Tunnicliffe shares a similar sentiment — she is thrilled to be recognized but feels the award isn’t hers alone.
“It’s also a time when you reflect on all those people who have helped you along the way, a tremendous number of great students and colleagues and enablers and family,” she said.
Tunnicliffe was lauded “for her outstanding contributions to ocean sciences and for being a pioneer in the scientific exploration of the deep sea.”
She has been working to understand oceans and their creatures for decades. At first, a lot of her work was dedicated to ocean exploration through submersibles, as well as helping to develop science tools with both human-occupied vehicles and remotely operated vehicles. For 10 years, she worked to create the Victoria Experimental Network Under the Sea (VENUS) with engineers, students and other scientists to build a seafloor observatory system that would be easily accessible from any computer.
For Verena Tunnicliffe, researching the effects of deep-sea mining — which threatens habitats, ecosystem productivity and migration — is more timely than ever. #Oceans #OrderofCanada
She also worked with a team to establish the Endeavour Hot Vents Marine Protected Area on the Juan de Fuca Ridge.
Hydrothermal venting systems, which are underwater masses that discharge geothermally heated water, are full of diversity. Although Tunnicliffe has collected over 80 new species through her research and had eight named after her, one of her favourites resides in the Juan de Fuca Ridge: the sea spider or Sericosura verenae.

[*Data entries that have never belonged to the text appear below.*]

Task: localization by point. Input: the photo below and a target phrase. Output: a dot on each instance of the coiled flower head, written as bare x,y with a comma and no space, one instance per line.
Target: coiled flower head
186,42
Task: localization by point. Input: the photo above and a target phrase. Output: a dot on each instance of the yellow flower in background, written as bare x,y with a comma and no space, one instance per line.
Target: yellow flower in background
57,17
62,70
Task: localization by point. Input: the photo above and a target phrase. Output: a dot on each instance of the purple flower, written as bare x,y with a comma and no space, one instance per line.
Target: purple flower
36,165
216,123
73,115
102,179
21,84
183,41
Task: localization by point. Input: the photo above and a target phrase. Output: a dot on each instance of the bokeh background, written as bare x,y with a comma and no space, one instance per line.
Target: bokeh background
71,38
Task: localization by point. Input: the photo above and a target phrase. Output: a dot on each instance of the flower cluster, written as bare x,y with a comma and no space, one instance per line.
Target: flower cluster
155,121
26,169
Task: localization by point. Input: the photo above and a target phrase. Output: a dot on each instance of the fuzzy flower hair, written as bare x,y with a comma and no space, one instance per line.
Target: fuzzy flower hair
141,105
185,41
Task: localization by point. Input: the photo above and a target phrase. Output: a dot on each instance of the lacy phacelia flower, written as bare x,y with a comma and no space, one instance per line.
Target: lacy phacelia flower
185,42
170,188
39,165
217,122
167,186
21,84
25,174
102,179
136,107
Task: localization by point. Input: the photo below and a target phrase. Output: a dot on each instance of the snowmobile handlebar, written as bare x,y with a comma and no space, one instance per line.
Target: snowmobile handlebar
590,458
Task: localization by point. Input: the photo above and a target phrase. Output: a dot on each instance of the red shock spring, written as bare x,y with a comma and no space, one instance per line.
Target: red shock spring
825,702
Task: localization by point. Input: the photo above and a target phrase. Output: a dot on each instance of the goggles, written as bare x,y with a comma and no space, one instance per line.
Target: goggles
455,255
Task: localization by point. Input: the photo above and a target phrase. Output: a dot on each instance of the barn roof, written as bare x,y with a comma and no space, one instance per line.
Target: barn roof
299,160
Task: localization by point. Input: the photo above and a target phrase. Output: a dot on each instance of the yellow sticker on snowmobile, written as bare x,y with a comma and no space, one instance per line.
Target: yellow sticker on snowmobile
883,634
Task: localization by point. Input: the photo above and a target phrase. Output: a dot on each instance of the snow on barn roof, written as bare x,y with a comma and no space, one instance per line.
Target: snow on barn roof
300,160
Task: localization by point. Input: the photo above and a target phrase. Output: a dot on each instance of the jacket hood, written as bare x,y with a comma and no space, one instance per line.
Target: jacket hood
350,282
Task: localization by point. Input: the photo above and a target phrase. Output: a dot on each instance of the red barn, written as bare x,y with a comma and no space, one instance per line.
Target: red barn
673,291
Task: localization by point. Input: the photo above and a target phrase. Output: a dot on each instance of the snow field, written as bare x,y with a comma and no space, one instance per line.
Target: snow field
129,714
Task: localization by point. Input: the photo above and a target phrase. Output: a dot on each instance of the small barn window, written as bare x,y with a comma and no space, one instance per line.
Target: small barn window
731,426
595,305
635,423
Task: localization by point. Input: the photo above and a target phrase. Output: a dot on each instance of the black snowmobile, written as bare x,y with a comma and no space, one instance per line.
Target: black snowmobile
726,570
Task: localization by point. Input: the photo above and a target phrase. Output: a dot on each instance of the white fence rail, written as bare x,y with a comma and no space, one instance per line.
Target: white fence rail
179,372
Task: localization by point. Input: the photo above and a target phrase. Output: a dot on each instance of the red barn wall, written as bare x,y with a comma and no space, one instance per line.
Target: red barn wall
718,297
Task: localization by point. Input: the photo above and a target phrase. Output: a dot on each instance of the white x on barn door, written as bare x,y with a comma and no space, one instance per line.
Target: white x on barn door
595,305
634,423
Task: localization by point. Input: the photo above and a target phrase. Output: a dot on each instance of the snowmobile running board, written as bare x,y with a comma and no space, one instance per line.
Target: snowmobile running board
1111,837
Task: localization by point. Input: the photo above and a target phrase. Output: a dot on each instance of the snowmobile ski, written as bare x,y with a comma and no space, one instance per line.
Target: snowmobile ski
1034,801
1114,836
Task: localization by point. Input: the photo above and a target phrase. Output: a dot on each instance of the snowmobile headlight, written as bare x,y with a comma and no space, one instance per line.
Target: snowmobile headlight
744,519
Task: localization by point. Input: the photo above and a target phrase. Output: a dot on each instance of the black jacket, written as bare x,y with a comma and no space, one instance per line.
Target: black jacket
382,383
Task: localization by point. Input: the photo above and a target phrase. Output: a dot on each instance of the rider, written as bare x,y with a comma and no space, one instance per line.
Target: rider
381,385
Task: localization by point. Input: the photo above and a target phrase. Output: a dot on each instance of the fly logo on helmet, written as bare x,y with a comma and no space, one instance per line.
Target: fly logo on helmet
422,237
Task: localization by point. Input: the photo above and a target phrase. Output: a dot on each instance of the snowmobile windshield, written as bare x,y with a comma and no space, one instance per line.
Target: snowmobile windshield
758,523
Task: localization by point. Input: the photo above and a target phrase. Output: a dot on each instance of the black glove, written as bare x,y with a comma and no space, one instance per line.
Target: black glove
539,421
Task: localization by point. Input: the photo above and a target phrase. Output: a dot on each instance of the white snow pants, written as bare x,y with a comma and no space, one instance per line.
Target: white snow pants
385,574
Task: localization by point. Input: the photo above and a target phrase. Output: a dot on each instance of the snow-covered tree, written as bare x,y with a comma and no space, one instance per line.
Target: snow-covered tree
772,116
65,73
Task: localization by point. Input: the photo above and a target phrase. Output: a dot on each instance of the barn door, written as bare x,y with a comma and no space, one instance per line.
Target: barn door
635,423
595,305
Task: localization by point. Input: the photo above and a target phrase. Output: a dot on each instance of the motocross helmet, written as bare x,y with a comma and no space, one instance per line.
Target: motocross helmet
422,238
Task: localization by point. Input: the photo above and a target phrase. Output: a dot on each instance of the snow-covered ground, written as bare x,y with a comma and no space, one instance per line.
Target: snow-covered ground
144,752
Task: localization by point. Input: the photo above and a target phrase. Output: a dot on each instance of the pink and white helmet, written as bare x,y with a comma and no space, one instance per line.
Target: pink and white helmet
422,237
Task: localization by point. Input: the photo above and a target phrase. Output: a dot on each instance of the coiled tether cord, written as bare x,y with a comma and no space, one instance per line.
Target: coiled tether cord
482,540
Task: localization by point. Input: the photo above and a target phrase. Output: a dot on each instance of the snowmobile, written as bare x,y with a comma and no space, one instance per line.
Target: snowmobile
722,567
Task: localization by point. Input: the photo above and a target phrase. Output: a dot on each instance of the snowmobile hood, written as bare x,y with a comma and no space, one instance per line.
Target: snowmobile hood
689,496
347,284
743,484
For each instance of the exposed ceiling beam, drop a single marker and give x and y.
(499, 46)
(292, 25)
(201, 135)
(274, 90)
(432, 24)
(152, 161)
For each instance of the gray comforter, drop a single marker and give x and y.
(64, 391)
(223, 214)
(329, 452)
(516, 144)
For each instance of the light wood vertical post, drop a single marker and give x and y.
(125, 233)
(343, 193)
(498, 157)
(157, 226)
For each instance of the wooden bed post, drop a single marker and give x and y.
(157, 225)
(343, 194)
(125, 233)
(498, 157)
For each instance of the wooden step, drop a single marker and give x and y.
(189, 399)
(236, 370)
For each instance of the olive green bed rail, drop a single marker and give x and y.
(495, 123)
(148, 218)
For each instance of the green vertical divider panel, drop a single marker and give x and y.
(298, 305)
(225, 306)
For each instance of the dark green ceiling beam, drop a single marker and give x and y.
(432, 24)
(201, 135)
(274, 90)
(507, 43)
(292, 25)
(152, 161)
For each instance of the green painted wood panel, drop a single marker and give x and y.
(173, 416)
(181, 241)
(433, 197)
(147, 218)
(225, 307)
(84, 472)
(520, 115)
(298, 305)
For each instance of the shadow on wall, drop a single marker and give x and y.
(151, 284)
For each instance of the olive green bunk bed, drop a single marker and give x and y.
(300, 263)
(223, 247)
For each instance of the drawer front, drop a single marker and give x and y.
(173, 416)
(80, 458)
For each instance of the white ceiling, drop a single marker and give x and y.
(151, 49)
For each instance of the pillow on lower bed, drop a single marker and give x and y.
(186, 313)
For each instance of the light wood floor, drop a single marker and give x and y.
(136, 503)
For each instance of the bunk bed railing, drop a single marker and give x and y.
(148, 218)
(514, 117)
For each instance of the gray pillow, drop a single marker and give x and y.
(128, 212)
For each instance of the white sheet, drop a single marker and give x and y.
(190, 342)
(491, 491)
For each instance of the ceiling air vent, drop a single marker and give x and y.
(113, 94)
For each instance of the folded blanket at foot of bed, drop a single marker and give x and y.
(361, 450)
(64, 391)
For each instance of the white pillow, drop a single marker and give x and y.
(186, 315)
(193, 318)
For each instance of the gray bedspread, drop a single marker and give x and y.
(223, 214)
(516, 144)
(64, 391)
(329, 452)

“I happen to really like it because it’s the males that do the incubation of the eggs. The females pass all the eggs over to the males and the males walk along with all these eggs stuck on them. They’re just staggering along with these big egg piles,” she said.
“They’re kind of cute.”
For the past eight years, Tunnicliffe has pivoted to focus on international issues related to deep-sea mining. Using techniques like hydraulic pumping, minerals such as cobalt and nickel are removed from seamounts and other parts of the ocean floor.
She’s currently part of the Deep Ocean Stewardship Initiative, which advises on deep-ocean resource extraction and ecosystem preservation.
“We’re scientists who are trying to get the very little information we have out there to either help delegates and governments understand that maybe they want to delay this or wait,” she said.
“Or if it gets forced through — how is it done in a way that best protects the environment?”
For Tunnicliffe, researching the effects of deep-sea mining — which threatens habitats, ecosystem productivity and migration — is more timely than ever. There are contracts on the table across the world, and studies show the process could cause the extinction of hundreds of species.
It’s why she’s so focused on the deep sea right now — a place that she once thought would be protected forever is now under imminent threat, and more data is vital in showing what effects mining could truly have.
“You have to still be driven by the passion of discovery, so that’s really what keeps me going, but also the concern about the global change in the oceans,” she said.
“And it’s so hard to see what we’re doing. It’s a little easier on land. Animals we can actually see, smell, breathe and stuff. But we can’t see it in the ocean… it’s not a different world, it’s part of our world. And it’s how we connect.”